Round 1: DSA + Set Union (DSU)
Topic
The topic of this round is the carpooling log problem: each record represents two users carpooling at a certain time. It is necessary to dynamically maintain the current number of vehicles and find out the final merge time point of the users in the same car.
Problem-solving ideas
At the beginning, BFS/DFS can be used to do connected components, but it is not efficient. After optimization, use union-find (DSU) to dynamically merge user sets through union operations while maintaining the number of connected blocks. The focus is on the implementation details of DSU: path compression, merge by rank, and the design of parent / rank / size. Also the complexity needs to be clearly stated (close to O(α(n))). The essence of this round is to examine the basic skills of data structure.
Round 2: Low-Level System Design (LLD)
Topic & Requirements
Designing a train-station management system requires supporting train scheduling, platform allocation, and time-based query capabilities, and requires writing runnable code.
Design ideas
I split the system into core classes such as Train, Platform, Scheduler, Manager, etc., used minHeap to manage the scheduling sequence, and designed a data structure that supports time dimension query. The overall design is biased toward scalability.
The interviewer will continue to challenge design decisions, such as why it is designed this way, whether there is a better solution, how to expand the system, etc. This round focuses more on engineering capabilities and code structure, rather than algorithms.
Round 3: High Level Design (HLD)
The fourth round is an upgraded version of system design, and the topic is to design the Uber Eats homepage.
The core test points focus on several directions: geographical location search (GeoHash / GeoIndex), API design, database selection (SQL vs NoSQL), caching strategy, and some typical indicator statistics (popular restaurants, popular dishes, order volume, etc.).
This round requires drawing a system architecture diagram and clearly explaining the responsibilities of each layer. The interviewer is generally friendly and will guide you step by step to optimize the solution, such as how to reduce latency and how to improve scalability, instead of denying your design right away.
Round 4: Manager + Behavioral
The last round is the manager interview, which is more behavioral. The overall atmosphere is relatively relaxed and mainly revolves around project experience. The focus is on several dimensions: code specifications, ownership (sense of responsibility), and whether what you do has actual business impact. It will also look at communication skills, such as whether you can explain complex issues clearly. Finally, there was time left for me to ask questions about the team. This round was more of a two-way choice.

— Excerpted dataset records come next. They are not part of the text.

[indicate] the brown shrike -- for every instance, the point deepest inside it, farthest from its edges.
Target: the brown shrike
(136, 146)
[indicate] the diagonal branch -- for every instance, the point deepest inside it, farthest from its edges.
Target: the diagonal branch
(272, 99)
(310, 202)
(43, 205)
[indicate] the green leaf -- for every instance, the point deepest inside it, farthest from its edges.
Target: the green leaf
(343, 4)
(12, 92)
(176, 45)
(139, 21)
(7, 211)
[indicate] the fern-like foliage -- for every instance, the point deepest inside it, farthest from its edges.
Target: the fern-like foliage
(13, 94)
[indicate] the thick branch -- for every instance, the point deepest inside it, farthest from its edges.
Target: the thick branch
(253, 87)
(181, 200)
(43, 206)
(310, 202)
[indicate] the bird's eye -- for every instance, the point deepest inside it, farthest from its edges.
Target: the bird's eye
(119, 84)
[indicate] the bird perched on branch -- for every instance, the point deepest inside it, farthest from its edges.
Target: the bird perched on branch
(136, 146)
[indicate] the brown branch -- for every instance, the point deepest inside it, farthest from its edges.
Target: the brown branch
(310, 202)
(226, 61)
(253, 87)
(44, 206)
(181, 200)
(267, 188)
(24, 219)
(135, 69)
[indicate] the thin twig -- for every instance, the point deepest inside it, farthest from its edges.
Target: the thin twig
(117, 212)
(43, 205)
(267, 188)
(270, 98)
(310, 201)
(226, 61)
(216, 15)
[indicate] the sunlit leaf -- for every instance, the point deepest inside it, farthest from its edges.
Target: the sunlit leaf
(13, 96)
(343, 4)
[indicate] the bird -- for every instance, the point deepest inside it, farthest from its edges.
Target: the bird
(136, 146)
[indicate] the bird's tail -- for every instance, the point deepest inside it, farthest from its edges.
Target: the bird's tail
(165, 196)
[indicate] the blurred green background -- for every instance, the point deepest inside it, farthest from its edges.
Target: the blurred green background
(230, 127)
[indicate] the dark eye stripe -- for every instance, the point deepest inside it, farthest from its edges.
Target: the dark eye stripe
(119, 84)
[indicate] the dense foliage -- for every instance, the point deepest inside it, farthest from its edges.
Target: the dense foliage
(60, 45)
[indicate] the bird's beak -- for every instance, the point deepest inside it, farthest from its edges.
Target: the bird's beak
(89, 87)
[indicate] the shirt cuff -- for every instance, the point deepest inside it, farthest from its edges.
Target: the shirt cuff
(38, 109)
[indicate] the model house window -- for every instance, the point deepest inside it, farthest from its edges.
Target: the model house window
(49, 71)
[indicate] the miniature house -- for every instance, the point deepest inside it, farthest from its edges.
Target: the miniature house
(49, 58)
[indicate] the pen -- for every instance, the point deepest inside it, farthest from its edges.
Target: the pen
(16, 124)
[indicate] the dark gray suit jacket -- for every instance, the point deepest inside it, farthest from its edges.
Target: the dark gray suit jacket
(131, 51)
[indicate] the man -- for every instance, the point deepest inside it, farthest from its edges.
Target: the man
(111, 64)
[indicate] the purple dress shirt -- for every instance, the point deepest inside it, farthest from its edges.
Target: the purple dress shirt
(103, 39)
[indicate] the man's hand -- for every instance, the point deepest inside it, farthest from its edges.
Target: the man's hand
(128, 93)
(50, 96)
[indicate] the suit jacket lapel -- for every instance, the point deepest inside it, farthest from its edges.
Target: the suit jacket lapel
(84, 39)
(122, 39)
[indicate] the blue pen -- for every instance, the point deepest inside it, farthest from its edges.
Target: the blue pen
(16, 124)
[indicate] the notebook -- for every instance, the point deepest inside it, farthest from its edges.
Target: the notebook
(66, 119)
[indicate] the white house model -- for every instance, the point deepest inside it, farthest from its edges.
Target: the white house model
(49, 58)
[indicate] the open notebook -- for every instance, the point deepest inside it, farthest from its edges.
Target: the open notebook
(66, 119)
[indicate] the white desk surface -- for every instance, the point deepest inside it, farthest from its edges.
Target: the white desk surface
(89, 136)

Interview results & suggestions
This game has been played at a steady pace, and the final result is to get the Uber SDE Offer. If you are also preparing for Uber SDE NG, in fact, what many people are stuck on is not "not knowing how to do it", but stuck at critical moments: their ideas are stuck, their rhythm is messed up, or they start to doubt themselves in the middle of writing. In this case, having someone beside you to remind you of your thoughts in real time makes a big difference. Programhelp mainly handles high-intensity interview scenarios like this. Interview assistance Support, including OA/coding/system design.
If you are applying for a major company recently, or you happen to have an interview with Uber or a similar company soon, this kind of real-time assistance will be more direct and effective than simply answering questions, especially in the key rounds where "you can't make mistakes", the improvement is quite obvious.